Posted May. 02, 2004 21:44,
The Chinese government bulletin Inmin-Ilbo reported on May 1 that Chinas Committee of Bank Supervision ordered banks to stop loans aimed at unsound investment and to withdraw loans that do not accord with national adjustment and industrial policy to calm down the countrys overexerted economy.
This was the first time that the Chinese government bulletin Inmin-Ilbo made a concrete report on the governments policy concerning control of its overburdened economy.
According to the Inmin-Ilbo, the Committee of Bank Supervision directed banks to arrange five grades for loan qualification in order to suppress investments of fixed assets and to reduce banks losses from loans.
Particularly, the Committee named the steel, aluminum, cement, real estate, and automobile industries as such industries where unsound investments are popular, and in fact recommended the withdrawal of loans aimed at investments in these industries.
Meanwhile, the Committee stressed giving priority to energy industries, such as coal, electric power, and oil, and public works, such as transportation and waterworks.
This Committee, whose authority of supervision and investigation over banks has been strengthened, directed the implementation of scientific administering techniques in banks deposits and loan matters.

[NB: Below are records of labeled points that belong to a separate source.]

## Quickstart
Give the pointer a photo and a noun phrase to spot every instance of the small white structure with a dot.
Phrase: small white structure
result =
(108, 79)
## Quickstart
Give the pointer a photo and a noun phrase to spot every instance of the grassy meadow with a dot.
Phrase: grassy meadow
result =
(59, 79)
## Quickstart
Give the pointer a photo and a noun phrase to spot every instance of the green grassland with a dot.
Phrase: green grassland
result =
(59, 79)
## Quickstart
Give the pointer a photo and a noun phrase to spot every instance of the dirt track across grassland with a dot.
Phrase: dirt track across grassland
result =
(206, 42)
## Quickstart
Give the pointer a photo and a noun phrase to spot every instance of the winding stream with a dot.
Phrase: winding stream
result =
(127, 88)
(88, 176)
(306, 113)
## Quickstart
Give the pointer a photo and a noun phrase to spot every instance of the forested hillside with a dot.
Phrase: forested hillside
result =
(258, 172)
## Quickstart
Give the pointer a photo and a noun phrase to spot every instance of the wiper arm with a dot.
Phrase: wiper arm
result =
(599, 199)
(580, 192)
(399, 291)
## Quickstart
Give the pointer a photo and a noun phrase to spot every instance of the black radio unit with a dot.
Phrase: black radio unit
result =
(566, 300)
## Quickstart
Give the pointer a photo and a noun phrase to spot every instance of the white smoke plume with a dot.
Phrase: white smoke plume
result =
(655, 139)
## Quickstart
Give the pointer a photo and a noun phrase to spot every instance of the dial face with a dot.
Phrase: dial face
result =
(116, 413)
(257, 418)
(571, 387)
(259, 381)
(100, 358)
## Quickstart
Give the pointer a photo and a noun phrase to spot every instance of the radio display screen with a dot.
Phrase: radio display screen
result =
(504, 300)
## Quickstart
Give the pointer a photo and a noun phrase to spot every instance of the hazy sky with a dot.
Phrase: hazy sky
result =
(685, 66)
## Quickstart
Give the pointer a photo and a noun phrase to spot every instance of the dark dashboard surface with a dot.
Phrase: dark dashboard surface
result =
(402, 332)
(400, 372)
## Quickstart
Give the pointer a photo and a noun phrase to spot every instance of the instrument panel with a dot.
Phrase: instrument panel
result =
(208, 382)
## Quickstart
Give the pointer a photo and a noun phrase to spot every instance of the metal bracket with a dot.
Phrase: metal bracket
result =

Meanwhile, Chinas Committee of National Development decided to review the construction of large shopping centers and golf courses in an effort to suppress increasing investments of fixed assets. Some are predicting that Peoples Bank of China, the countrys central bank, will take drastic action by raising its annual interest rate of 5.31 percent by 0.5 percent and raising its interest rates for deposits of 1.98 percent by 0.25 percent beginning after the Labor Day holiday.